Bir şekilde bir misyon üstlenmişiz ve sana bakınca hayal kırıklıklarını ve yorgunluklarını görmek beni öyle üzüyor ve öyle çaresiz hissediyorum ki..çoğu zaman seni görmeye dayanamıyorum..
beni kollamayan benden yana olmayan hatta çoğunlukla yargılayıcı bana karşı duran bir anne sahibi olarak ben kendi çocuklarıma daha iyisini sunabildiğimden pek te emin değilim..
halbuki senden daha iyi bir anne olmayı hedeflemiştim :)
senin beni benim seni sevdiğimden daha çok sevdiğine eminim.Sadece kendi annenden bulduğundan daha iyisini yapmaya çalıştın :) tıpkı ben gibi :) ilerde kızım anne olursa, benden daha iyisini yapmaya çalışacağı gibi :)

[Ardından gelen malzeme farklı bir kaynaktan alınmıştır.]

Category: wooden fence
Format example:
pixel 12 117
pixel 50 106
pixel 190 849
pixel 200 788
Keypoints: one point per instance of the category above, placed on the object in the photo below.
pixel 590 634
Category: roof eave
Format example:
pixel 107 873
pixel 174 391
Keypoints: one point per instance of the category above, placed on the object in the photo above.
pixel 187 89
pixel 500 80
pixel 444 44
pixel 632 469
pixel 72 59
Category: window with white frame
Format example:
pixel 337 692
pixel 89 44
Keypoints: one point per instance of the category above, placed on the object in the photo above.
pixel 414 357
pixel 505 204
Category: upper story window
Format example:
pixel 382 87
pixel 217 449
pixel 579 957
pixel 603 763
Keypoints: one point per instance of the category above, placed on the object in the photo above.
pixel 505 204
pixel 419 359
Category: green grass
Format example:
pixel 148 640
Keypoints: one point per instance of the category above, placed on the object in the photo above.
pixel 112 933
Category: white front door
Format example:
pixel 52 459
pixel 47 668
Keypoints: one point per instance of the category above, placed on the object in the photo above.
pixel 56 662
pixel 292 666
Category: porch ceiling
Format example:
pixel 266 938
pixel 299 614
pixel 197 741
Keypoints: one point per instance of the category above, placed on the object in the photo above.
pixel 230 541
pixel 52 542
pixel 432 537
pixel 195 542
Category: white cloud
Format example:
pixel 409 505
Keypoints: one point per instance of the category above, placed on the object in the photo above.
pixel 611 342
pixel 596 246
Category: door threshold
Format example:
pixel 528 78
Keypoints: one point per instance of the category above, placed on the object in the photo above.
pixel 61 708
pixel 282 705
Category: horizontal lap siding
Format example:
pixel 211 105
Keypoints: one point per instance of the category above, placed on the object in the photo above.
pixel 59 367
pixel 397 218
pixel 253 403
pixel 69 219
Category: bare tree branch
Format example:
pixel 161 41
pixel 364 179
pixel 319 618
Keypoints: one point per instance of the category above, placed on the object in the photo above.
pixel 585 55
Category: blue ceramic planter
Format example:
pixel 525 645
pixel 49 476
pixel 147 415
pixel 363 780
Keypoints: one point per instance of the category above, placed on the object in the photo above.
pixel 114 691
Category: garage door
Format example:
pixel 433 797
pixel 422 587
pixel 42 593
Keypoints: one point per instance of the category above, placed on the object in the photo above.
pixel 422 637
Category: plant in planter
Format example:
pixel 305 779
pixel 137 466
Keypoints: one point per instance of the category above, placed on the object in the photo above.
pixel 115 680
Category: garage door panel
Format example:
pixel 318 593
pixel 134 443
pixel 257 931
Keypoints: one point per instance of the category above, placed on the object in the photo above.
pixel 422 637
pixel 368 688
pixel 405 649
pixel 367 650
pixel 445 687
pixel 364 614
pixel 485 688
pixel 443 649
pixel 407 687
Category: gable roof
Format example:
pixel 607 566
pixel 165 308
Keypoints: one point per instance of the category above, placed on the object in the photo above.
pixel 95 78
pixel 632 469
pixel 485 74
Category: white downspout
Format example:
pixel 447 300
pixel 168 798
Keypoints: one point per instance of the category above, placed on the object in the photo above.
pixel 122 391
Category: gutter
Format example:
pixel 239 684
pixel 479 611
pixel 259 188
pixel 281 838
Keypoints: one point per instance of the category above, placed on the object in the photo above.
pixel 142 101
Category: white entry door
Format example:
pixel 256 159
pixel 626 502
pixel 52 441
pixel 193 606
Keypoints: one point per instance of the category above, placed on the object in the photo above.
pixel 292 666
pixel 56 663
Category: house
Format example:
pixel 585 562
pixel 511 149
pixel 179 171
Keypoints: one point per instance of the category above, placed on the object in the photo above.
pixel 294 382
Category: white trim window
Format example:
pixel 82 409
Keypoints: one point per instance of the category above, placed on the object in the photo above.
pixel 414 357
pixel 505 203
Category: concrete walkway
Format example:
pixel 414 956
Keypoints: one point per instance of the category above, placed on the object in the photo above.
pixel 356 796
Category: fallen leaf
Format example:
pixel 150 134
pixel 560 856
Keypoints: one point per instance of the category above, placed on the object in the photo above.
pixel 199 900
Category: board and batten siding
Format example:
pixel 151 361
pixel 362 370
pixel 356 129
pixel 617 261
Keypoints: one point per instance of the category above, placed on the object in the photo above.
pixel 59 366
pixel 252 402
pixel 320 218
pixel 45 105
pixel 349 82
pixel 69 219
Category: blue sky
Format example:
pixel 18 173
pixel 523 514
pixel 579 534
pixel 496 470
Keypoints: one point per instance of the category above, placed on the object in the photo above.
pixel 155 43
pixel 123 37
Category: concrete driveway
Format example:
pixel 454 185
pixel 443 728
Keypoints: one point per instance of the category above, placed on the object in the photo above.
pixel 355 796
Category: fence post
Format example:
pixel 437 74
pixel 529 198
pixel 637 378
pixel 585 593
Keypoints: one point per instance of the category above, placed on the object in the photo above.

bana kendince fazlasıyla fedakarlık (feda + kâr) dışında özveriyle, hala bile anne olma gayretin için sana çok teşekkür ediyorum..biliyorum işini hiç kolaylaştırmadım :) Senin kadar iyi bir okur yazar dahi olamadım..Senin kadar dirençli de olamadım..benimle gurur duyman için senin normlarında biri olamadığım için senden özür diliyorum..beni affet.bana emeklerin için sonsuz şükran duyuyorum..birlikte entellektüel paylaşımlar yapma özlemine kayıtsız kaldığımı kendime odaklı yaşadığımı biliyorum..bunu kendime borçluyum..sen de keşke biraz kendin için bir şeyler yapsan ve yüzün biraz ışısa bunu senin için başaramam..Kimse bir diğeri yoluyla kendini ışıldatamaz..Ancak sen ışık olursan başka bir ışıkla aydınlığı çoğaltma şansın olur.Haddimin üstünde ahkam kestim bilirsin sözümü esirgememeyi de senden öğrendim :) bana çok şey öğrettin oldukların ve olamadıklarınla seni çok çok seviyorum.